His funeral was on the 7th of February, graveside and closed casket. The preacher, Brother Butch from the First Nazerene Church in Odessa, proceeded over the service. His wife sang a beautiful song, the title escapes me, and then read a beautiful poem, of which I would give an eye's tooth to find a copy of... the name of the poem was "Do not stand by my grave and weep"
Although he has been gone these 17 years, I still miss him terribly and weep for him on his birthday and the anniversary of his death.

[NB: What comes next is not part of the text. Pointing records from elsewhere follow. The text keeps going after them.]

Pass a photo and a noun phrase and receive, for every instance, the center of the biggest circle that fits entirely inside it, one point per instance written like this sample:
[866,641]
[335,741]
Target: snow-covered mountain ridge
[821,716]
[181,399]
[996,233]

I also celebrate his life by holding him in my heart.
The greatest tribute by far was when my daughter Peggi gave her son the middle name of Wesley, after his long gone, but never forgotten uncle

POEM TO ALL PARENTS

ILL LEND YOU FOR A LITTLE WHILE
A CHILD OF MINE, HE SAID,
FOR YOU TO LOVE THE WHILE HE LIVES
AND MOURN FOR WHEN HES GONE.
IT MAY BE TWO OR SEVEN YEARS,
OR TWENTY TWO OR THREE,
BUT WILL YOU TILL I CALL HIM BACK
TAKE CARE OF HIM FOR ME?
HELL BRING HIS CHARMS TO GLADDEN YOU
AND SHOULD HIS STAY BE BRIEF
YOULL HAVE HIS LOVELY MEMORIES
AND SOLACE FOR YOUR GRIEF.

I CANNOT PROMISE HE WILL STAY
SINCE ALL FROM EARTH RETURN
BUT THERE ARE LESSONS TAUGHT DOWN THERE
I WANT THIS CHILD TO LEARN.
IVE LOOKED THE WIDE WORLD OVER
IN MY SEARCH FOR TEACHERS TRUE,
AND FROM THE THRONGS THAT CROWD LIFE LOVED
I HAVE SELECTED YOU.
NOW WILL YOU GIVE HIM ALL YOUR LOVE,
NOR THINK THE LABOR VAIN,
NOR HATE ME WHEN I COME TO CALL
TO TAKE HIM BACK AGAIN?

I FANCIED THAT I HEARD THEM SAY
DEAR LORD THY WILL BE DONE.
FOR ALL THE JOY THY CHILD SHALL BRING
THE RISK OF GRIEF WELL RUN.
WELL SHELTER HIM WITH TENDER CARE,
WELL LOVE HIM WHILE WE MAY
AND FOR THE HAPPINESS WEVE KNOWN,
FOREVER GRATEFUL STAY.
BUT SHOULD THE ANGELS CALL FOR HIM
MUCH SOONER THAN WED PLANNED
WELL BRAVE THE BITTER GRIEF THAT COME
AND TRY TO UNDERSTAND.

My First Christmas In Heaven


I see the countless Christmas trees around the world below
With tiny lights, like Heaven's stars, reflecting on the snow
The sight is so spectacular, please wipe away the tear
For I am spending Christmas with Jesus Christ this year.

I hear the many Christmas songs that people hold so dear
But the sounds of music can't compare with the Christmas choir up here.

I have no words to tell you, the joy their voices bring,
For it is beyond description, to hear the angels sing.
I know how much you miss me, I see the pain inside your heart
But I am not so far away, We really aren't apart.
So be happy for me, dear ones, You know I hold you dear.
And be glad I'm spending Christmas with Jesus Christ this year.

I sent you each a special gift, from my heavenly home above.
I sent you each a memory of my undying love.
After all, love is a gift more precious than pure gold.

It was always most important in the stories Jesus told.
Please love and keep each other, as my Father said to do.
For I can't count the blessing or love he has for each of you.
So have a Merry Christmas and wipe away that tear
Remember, I am spending Christmas with Jesus Christ this year.